The human flaws influencing big data


By Elizabeth Rudd, Director, FutureNous
Wednesday, 13 November, 2013


The human flaws influencing big data

Will big data - the collecting of vast amounts of data about nearly everything - finally help us predict the future? Organisations spend billions of dollars annually on forecasts to reduce uncertainty about the future including stock analysis and performance, weather forecasting, technology forecasting and market research.

Data is portrayed in popular media as able to assist and improve decision-making of all types, including crime reduction, product development and investments. Television shows like Numb3rs and Person of Interest portray the use of mathematics and algorithms to predict behaviour. Nate Silver, an American statistician and writer, recently ‘predicted’ the outcome of the US Presidential election, correctly calling the outcome of 49 states.

Big data, the potential to have all the information necessary to make decisions, offers the promise of improving decisions and business performance. However, data is one input to the process - what about the impact of humans? There are three points in the decision process susceptible to the behaviour of humans: choosing which data and how it is collected; analysing the data including both what data is used and how it is weighted; and interpreting the data and making a decision.

It has been said greater amounts of data often does not lead to better decisions. Many people believe more data can decrease the quality of a decision. With large amounts of data, it is easier to believe correlation is actually causation. But just because things may happen in what seems to be a pattern, one action is not necessarily causing the other. Greater amounts of data can lead us to falsely conclude that the data ‘proves’ what it is we want to believe.

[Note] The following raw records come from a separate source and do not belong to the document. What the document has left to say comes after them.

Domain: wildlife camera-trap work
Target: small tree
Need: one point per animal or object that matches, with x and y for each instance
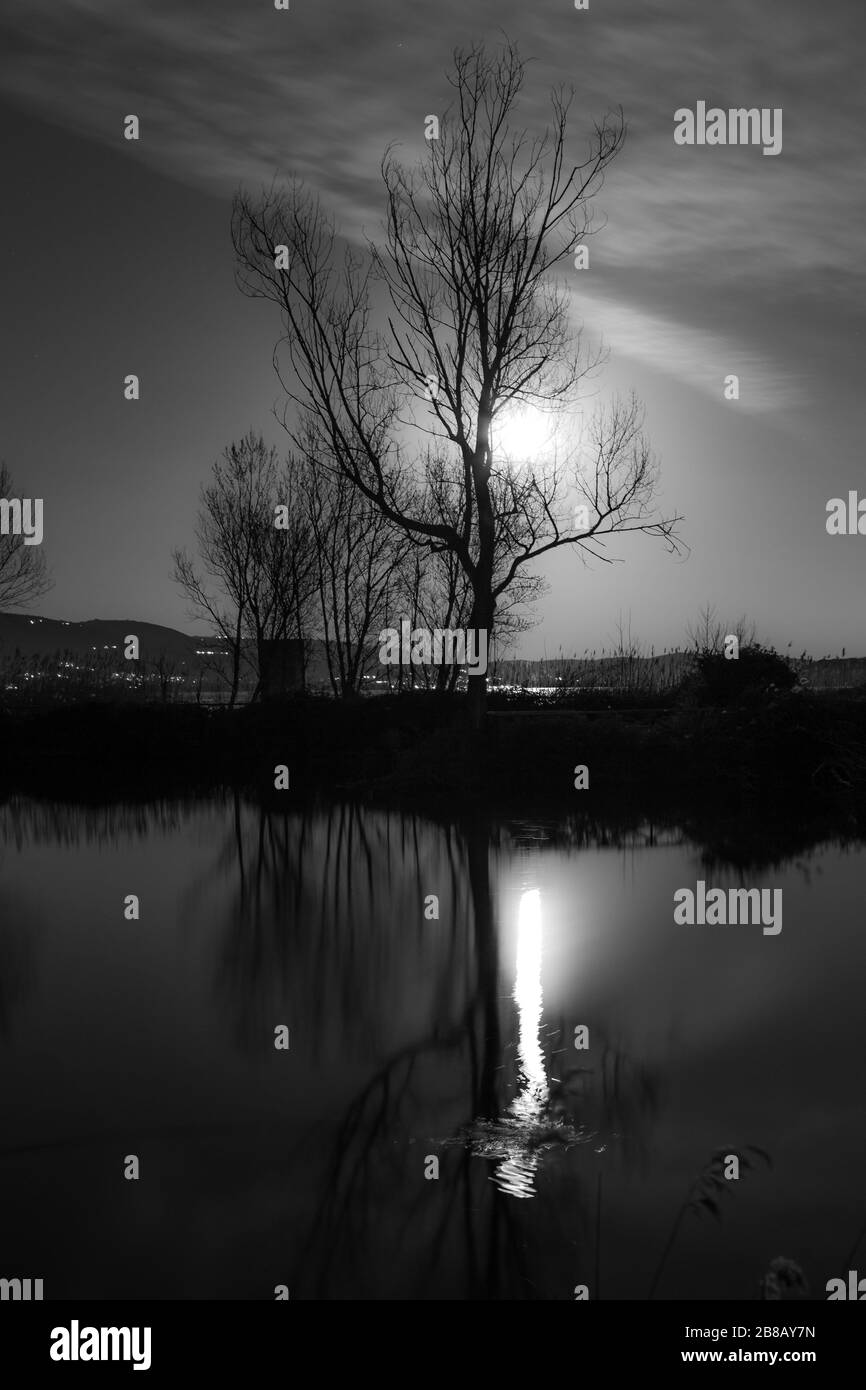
(252, 581)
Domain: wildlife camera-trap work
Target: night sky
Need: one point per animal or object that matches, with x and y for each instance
(117, 259)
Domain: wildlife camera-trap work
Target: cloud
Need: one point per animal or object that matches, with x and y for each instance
(232, 93)
(694, 356)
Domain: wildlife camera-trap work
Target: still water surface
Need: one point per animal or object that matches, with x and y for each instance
(414, 1039)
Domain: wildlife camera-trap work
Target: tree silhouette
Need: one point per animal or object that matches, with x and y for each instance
(476, 328)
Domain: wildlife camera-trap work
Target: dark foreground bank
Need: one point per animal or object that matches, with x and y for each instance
(795, 754)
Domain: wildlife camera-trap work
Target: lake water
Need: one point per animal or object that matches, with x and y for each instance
(414, 1041)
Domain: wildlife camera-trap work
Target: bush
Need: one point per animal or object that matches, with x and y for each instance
(758, 673)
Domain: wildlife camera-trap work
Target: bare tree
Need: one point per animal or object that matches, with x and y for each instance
(357, 552)
(476, 328)
(253, 577)
(24, 573)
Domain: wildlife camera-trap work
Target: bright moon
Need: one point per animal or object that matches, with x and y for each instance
(521, 435)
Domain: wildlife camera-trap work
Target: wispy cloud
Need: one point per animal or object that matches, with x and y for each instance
(230, 93)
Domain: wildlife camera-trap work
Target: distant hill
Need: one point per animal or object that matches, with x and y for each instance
(46, 635)
(100, 641)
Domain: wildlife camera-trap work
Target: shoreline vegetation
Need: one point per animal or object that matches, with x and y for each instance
(794, 755)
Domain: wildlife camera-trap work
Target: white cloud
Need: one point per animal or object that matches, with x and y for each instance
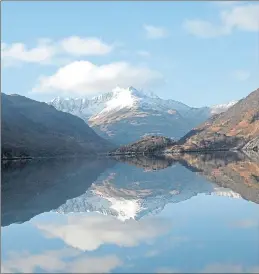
(225, 3)
(47, 51)
(85, 78)
(64, 260)
(241, 75)
(143, 53)
(89, 233)
(204, 29)
(243, 18)
(85, 46)
(153, 32)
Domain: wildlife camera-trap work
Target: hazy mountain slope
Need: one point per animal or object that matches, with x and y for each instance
(126, 115)
(37, 129)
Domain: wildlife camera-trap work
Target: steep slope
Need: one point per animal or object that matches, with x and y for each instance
(31, 128)
(126, 115)
(238, 127)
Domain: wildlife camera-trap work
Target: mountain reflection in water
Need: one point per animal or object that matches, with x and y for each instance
(183, 213)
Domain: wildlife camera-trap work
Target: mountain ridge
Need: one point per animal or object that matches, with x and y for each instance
(32, 128)
(125, 115)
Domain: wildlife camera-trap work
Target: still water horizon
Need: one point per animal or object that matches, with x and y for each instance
(198, 214)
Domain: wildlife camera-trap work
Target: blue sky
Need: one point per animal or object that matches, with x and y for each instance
(199, 53)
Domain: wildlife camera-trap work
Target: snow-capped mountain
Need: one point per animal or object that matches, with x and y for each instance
(131, 193)
(125, 115)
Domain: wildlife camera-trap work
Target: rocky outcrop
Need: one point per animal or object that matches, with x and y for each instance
(237, 128)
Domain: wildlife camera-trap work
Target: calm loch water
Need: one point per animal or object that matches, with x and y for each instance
(196, 215)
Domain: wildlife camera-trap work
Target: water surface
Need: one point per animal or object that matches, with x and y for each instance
(136, 215)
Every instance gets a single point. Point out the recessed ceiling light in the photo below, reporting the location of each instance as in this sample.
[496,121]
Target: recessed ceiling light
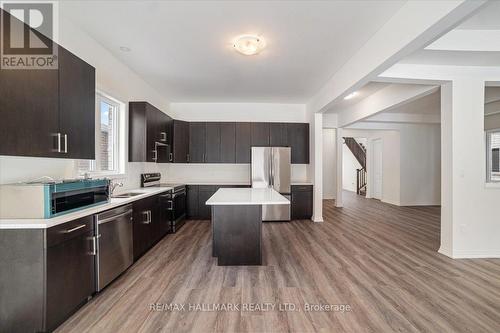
[351,95]
[249,44]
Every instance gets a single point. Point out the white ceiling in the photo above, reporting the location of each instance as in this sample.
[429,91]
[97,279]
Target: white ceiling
[492,94]
[453,58]
[430,104]
[183,48]
[486,18]
[448,50]
[367,90]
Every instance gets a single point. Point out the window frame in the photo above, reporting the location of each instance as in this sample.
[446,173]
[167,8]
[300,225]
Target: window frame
[118,138]
[489,156]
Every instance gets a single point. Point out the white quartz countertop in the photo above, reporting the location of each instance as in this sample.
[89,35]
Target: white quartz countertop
[47,223]
[229,183]
[247,196]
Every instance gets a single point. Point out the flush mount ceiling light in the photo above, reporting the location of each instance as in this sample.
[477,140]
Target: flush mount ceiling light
[351,95]
[249,44]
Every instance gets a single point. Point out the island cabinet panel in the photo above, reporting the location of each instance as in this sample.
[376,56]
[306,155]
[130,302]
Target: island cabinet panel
[237,243]
[227,143]
[192,201]
[204,193]
[197,135]
[180,148]
[212,143]
[243,142]
[298,139]
[260,134]
[278,135]
[302,202]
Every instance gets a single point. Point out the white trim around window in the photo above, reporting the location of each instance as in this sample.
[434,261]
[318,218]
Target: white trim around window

Greater quantities of data can lead to too much information being collected, which can increase complexity and lead to overanalysis and reliance on the data. Humans must still be relied on to manage these factors around the decision process, and humans are subject to cognitive biases, which influences the way we process and interpret information.

When having vast amounts of data available for analysis and decision-making, there are several types of cognitive bias that are particularly relevant: the gambler’s fallacy, framing bias and the ambiguity effect. The gambler’s fallacy is giving greater weight to previous events, believing they impact future outcomes (the best example is flipping a coin). Secondly, every set of data used for decision-making can be presented to reflect a certain point of view, or framed. Think of a debate: both sides use the same information in support of opposing views.

Thirdly, when people are given a choice between two possibilities - one with a known probability and one with an unknown probability - people have a tendency to choose the first option. This is called the ambiguity effect and can lead to decision-makers giving more weight to some data.

The availability of data has the potential to improve decision-making. However, humans are still needed to make decisions and the better we can understand the human bias which influence the decision-making process, the better use your organisation can make of its data.